Nous avons toujours coopéré. Depuis le gouvernement du président Clinton quand le plan colombien a débuté, puis il y a eu le président Bush, le président Obama et désormais le président Trump. La Colombie a trouvé plus qu'un allié. Le travail commun a été très important pour affaiblir ou démanteler les réseaux du crime organisé qui existent dans le pays.

Les élections ont clairement montré que la Colombie est un pays extrêmement polarisé. Récemment, le Pape François vous a demandé de travailler pour la réconciliation. Ne pensez-vous pas que si vous appliquez à la fois des politiques libérales et conservatrices, cet écart risque de s'élargir ?

Je pense que c'est le contraire.
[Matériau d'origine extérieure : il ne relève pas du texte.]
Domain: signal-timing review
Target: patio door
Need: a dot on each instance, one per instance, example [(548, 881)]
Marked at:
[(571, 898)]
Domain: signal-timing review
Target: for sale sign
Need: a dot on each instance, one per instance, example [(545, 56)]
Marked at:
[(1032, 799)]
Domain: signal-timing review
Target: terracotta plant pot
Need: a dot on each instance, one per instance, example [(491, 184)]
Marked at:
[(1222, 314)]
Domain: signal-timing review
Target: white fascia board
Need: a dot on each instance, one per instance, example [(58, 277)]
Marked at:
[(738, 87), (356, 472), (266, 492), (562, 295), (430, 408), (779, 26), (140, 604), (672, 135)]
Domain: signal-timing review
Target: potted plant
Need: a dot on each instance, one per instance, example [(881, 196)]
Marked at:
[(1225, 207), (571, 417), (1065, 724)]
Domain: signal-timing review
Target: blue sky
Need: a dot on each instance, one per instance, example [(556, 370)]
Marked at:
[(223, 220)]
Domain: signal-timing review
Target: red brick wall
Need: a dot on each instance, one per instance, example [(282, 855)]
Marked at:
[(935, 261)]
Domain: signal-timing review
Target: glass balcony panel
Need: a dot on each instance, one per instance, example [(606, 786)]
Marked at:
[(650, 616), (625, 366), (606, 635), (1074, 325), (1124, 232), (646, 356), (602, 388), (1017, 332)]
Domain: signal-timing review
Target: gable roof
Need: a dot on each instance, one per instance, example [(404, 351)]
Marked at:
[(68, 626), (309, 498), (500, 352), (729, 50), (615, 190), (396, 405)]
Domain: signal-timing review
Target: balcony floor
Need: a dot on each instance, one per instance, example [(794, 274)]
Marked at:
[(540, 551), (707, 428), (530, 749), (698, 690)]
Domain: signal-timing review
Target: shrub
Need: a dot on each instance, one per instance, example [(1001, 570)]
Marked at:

J'étais fier de ma campagne parce qu'il n'y avait pas d'agression contre un concurrent. Et recevoir ce soutien du Pape pour continuer à travailler pour l'unité me semble très positif.

Pour terminer cet entretien, je voudrais vous demander ce que vous pensez du leader de l'extrême droite brésilienne, Jair Bolsorano. Avez-vous des points d'accord avec lui ? Par exemple, sur ses politiques économiques ?

En tant que président de la Colombie, je n'aime pas prendre parti à l'égard d'une décision démocratique qui regarde le peuple brésilien. Ce que j'espère, en tant que président de la Colombie, c'est que, quelle que soit la décision prise au Brésil, je travaillerai main dans la main avec le président pour renforcer l'intégration de l'Amérique du Sud, pour travailler sur les questions commerciales et pour améliorer les accords d'investissement. Le plus important, c'est que les pays aient la possibilité de comprendre que l'investissement et l'esprit d'entreprise sont générateurs d'emplois formels, et que l'emploi formel est un transformateur de la réalité sociale de nos pays.